I’m trying to build a forward function for my NEAT algorithm but compiler is giving an illegal memory access was encountered
error. I tried to mem-check but there is nothing helpful
Output;
========= Invalid __global__ write of size 4 bytes
========= at EvaluateNetworks(float *, Network *, int, int, int)+0x7c0
========= by thread (96,0,0) in block (0,0,0)

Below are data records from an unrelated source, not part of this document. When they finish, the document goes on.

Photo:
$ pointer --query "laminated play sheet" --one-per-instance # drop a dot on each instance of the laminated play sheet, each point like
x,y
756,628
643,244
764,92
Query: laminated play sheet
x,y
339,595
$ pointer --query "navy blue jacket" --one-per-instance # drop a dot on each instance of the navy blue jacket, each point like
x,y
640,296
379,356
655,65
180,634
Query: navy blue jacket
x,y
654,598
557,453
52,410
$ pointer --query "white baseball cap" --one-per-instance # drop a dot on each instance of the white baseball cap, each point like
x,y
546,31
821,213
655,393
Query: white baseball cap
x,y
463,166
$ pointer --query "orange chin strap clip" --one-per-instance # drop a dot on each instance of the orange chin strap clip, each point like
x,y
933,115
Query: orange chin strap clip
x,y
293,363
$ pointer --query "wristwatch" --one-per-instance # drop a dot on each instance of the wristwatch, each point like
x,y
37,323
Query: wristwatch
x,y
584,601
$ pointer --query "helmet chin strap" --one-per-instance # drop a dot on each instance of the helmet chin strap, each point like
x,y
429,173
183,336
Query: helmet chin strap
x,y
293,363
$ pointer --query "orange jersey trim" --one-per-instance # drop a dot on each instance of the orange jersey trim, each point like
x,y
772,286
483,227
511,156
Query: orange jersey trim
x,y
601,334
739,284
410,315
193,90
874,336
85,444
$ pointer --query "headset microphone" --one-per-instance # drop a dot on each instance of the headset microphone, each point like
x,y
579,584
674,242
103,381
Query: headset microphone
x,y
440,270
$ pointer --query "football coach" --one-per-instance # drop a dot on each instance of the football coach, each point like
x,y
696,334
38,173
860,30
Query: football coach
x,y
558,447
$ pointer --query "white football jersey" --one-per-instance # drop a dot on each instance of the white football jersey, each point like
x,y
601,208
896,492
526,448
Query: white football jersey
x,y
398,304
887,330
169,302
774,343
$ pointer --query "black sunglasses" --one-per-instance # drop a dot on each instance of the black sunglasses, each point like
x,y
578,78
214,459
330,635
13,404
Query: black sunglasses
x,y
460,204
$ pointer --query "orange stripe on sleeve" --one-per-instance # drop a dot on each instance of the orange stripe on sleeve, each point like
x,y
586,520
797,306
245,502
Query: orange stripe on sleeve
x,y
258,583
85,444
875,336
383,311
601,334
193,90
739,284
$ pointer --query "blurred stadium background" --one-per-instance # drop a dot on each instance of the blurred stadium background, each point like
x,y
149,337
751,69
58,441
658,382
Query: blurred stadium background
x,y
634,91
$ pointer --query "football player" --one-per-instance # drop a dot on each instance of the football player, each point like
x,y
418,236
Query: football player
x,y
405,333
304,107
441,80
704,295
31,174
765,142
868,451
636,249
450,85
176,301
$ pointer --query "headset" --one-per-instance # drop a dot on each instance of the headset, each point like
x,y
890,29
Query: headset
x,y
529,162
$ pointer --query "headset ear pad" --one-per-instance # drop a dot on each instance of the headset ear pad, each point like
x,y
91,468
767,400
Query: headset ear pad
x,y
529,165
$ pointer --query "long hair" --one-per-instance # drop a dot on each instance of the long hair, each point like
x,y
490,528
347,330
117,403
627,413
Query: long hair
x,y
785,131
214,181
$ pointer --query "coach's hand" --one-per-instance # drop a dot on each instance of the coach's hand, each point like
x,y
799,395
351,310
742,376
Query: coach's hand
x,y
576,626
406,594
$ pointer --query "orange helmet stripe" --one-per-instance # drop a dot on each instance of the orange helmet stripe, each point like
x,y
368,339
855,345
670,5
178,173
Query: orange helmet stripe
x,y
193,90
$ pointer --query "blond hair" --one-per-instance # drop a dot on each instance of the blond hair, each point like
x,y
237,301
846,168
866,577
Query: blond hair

========= Address 0x0 is out of bounds
========= and is 47.248.900.096 bytes before the nearest allocation at 0xb00410000 of size 65.536 bytes
========= Saved host backtrace up to driver entry point at kernel launch time
========= Host Frame: cuEventRecordWithFlags [0x7ff9aa88fbc6] in nvcuda64.dll
========= Host Frame: [0x16468] in a.exe
========= Host Frame: [0x16326] in a.exe
========= Host Frame: [0x16f61] in a.exe
========= Host Frame: [0x650b] in a.exe
========= Host Frame: [0x5829] in a.exe
========= Host Frame: [0x4c29] in a.exe
========= Host Frame: [0x5000] in a.exe
========= Host Frame: [0x2aa9c] in a.exe
========= Host Frame: BaseThreadInitThunk [0x7ff9e7d07374] in KERNEL32.DLL
========= Host Frame: RtlUserThreadStart [0x7ff9e8c3cc91] in ntdll.dll
=========
========= Program hit cudaErrorLaunchFailure (error 719) due to "unspecified launch failure" on CUDA API call to cudaDeviceSynchronize.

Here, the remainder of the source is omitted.